71% of the C-level managers are willing to cover up data leaks whereas 61% of IT specialists claim they would hide the details of a data breach if no penalties would follow, according to the report prepared by nCipher Security.
Deep Secure organisation claims that nearly half of staff members would sell confidential data to some external addressees. In the announcement the company indicated that “£1,000 would be enough to tempt 25% of employees to give away company information.” Whereas 5% would reveal it for no money at all.
10% of respondents, who participated in making the What Is the Price of Loyalty Report, would be ready to sell product details and patents for £250 or even less. 19% of the surveyed graduate-level specialists acknowledge the fact of being approached with the suggestion of leaking information for remuneration.

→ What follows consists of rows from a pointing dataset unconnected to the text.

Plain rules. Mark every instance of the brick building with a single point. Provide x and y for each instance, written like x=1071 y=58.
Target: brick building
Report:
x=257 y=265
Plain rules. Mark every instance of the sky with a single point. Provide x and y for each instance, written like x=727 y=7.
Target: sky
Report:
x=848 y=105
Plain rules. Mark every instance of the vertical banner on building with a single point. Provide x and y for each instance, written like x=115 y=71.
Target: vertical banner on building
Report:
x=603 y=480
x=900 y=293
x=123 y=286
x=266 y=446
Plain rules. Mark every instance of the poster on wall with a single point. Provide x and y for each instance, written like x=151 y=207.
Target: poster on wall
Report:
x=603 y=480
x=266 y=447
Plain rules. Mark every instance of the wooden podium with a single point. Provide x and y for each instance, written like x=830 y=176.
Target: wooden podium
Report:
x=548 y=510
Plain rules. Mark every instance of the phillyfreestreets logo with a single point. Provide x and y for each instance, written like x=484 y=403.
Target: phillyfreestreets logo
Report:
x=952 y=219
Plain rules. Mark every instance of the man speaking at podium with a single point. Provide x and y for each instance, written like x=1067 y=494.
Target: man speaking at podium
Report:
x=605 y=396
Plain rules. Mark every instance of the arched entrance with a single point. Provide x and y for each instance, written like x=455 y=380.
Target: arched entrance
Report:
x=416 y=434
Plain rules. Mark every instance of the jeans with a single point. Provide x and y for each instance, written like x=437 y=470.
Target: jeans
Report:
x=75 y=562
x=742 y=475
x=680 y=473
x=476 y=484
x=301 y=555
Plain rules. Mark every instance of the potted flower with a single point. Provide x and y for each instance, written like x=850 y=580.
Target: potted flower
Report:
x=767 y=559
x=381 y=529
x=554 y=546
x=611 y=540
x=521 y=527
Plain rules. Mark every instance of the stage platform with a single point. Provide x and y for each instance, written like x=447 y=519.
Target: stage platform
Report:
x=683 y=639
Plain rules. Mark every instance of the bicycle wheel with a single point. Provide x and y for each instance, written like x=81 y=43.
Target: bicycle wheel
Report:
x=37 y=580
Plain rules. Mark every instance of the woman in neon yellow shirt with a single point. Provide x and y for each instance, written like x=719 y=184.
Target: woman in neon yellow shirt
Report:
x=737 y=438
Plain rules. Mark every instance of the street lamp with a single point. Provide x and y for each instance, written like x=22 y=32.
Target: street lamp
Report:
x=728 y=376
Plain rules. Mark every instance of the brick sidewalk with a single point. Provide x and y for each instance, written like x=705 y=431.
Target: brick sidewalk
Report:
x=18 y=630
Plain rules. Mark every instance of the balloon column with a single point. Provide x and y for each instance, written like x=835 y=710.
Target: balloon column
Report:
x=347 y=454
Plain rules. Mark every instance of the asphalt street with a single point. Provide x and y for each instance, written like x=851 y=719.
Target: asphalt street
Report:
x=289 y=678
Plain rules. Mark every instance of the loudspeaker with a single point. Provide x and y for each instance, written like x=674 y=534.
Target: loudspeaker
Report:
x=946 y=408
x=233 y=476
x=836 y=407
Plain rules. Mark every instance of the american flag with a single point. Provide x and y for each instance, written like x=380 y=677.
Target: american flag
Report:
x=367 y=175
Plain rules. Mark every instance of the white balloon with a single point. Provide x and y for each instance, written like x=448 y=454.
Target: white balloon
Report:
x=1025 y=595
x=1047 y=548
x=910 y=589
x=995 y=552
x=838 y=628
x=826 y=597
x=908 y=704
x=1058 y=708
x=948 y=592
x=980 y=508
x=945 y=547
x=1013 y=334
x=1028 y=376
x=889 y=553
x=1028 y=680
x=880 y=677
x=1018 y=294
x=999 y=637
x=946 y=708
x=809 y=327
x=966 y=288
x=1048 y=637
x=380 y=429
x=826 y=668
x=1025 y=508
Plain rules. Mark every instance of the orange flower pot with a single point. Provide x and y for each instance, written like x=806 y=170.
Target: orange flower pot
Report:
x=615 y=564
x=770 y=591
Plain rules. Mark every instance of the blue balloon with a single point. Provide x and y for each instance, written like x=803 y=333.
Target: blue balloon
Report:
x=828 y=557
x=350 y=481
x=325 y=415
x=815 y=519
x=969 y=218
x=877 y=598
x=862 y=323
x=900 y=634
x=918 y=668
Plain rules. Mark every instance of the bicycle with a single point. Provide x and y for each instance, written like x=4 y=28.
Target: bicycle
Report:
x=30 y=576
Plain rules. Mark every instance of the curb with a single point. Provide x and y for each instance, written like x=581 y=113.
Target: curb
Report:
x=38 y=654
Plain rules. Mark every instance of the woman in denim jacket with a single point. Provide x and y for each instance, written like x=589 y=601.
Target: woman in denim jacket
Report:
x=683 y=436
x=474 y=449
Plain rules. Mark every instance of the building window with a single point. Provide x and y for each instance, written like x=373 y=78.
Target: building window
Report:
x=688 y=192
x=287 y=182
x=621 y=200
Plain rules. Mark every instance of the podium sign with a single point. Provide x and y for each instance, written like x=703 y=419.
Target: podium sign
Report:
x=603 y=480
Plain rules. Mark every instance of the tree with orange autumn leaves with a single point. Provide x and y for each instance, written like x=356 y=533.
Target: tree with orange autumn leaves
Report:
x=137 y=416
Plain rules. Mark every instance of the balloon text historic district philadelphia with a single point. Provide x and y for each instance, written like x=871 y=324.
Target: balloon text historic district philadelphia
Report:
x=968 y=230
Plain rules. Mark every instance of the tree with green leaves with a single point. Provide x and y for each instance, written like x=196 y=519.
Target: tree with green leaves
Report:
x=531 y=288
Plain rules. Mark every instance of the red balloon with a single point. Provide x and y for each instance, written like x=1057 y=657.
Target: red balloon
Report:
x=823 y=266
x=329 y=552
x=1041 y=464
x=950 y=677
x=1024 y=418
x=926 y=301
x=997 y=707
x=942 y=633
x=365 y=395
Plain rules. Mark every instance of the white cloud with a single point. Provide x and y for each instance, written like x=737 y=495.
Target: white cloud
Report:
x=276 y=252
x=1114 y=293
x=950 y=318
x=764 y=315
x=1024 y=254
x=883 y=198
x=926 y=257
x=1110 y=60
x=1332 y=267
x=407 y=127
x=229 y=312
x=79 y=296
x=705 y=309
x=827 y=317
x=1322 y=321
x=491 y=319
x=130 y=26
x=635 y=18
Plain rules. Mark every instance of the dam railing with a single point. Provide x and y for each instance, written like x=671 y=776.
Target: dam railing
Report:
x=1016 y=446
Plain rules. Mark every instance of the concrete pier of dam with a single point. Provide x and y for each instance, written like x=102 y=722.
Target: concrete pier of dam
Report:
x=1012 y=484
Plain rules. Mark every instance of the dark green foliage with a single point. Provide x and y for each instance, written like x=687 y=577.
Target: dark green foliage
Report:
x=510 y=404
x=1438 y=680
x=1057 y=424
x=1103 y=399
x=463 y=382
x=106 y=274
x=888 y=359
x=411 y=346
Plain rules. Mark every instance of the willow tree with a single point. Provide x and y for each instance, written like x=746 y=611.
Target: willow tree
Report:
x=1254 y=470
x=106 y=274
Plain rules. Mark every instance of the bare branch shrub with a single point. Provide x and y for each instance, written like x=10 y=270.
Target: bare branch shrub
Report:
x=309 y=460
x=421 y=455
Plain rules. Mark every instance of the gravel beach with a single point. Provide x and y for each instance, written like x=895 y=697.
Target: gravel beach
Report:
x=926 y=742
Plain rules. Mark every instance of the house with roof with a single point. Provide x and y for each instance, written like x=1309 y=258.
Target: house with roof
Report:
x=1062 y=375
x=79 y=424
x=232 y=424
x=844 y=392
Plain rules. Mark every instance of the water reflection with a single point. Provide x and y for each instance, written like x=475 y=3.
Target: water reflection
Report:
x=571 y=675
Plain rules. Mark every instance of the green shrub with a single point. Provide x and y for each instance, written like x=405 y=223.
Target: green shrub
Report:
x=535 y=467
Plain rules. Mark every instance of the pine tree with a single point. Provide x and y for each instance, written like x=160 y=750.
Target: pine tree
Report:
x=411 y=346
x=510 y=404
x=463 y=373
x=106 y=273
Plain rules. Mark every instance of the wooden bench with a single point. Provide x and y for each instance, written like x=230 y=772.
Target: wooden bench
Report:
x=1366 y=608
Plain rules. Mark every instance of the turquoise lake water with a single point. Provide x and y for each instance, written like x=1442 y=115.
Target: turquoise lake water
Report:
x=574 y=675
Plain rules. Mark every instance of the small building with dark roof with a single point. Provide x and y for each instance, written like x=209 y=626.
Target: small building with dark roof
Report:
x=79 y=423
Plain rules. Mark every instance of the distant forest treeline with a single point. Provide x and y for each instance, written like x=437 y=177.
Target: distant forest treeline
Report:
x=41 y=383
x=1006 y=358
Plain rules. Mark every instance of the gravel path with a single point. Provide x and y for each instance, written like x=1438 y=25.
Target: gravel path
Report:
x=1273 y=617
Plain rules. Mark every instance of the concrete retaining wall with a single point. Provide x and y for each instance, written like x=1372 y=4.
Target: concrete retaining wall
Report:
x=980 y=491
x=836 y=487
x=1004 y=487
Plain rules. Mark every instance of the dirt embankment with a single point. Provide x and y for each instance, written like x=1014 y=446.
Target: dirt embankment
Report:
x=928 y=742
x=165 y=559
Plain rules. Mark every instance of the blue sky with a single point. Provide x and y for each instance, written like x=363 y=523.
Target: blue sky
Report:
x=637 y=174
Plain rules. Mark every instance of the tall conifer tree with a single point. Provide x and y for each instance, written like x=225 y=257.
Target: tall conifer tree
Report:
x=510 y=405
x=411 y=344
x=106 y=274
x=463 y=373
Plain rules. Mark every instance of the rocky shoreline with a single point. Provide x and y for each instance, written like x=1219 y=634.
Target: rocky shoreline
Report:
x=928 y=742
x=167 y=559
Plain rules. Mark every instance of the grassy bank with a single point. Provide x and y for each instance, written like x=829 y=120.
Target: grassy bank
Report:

What to do? A brief reminder.
Prevent “breaching out” to external sources
Track the communication and data transfer channels, including email, messengers, Skype, web forms and online chats, detect data relocated to cloud storages, flash drives, sent to printers, etc.
Detect unauthorised invasion
Systems which roles are important to the survival of a business or organisation, i.e. mission-critical systems, among which there are servers housing customer or employee data, e-mail systems, Web servers, active directory server, etc.
Elaborate your policies and monitoring
The ability to identify sources (websites, applications, software) employees use and what they use it for, what they search for, which words they enter in a search engine, is important in recognising staff members’ aims and purposes.
Assess the relevance of your instrument configurations
Considering subtleties and complexities of various regulators, the compliance with the recent rules and norms should be evaluated constantly as well as the conformity to the required level of protection from internal and external threats.
Monitor employees
Integration and development of an employee monitoring system will assist your HR specialist or risk manager with such processes as safe recruitment, job allocation and identification of abnormal behavior or staffers predisposed to fraud.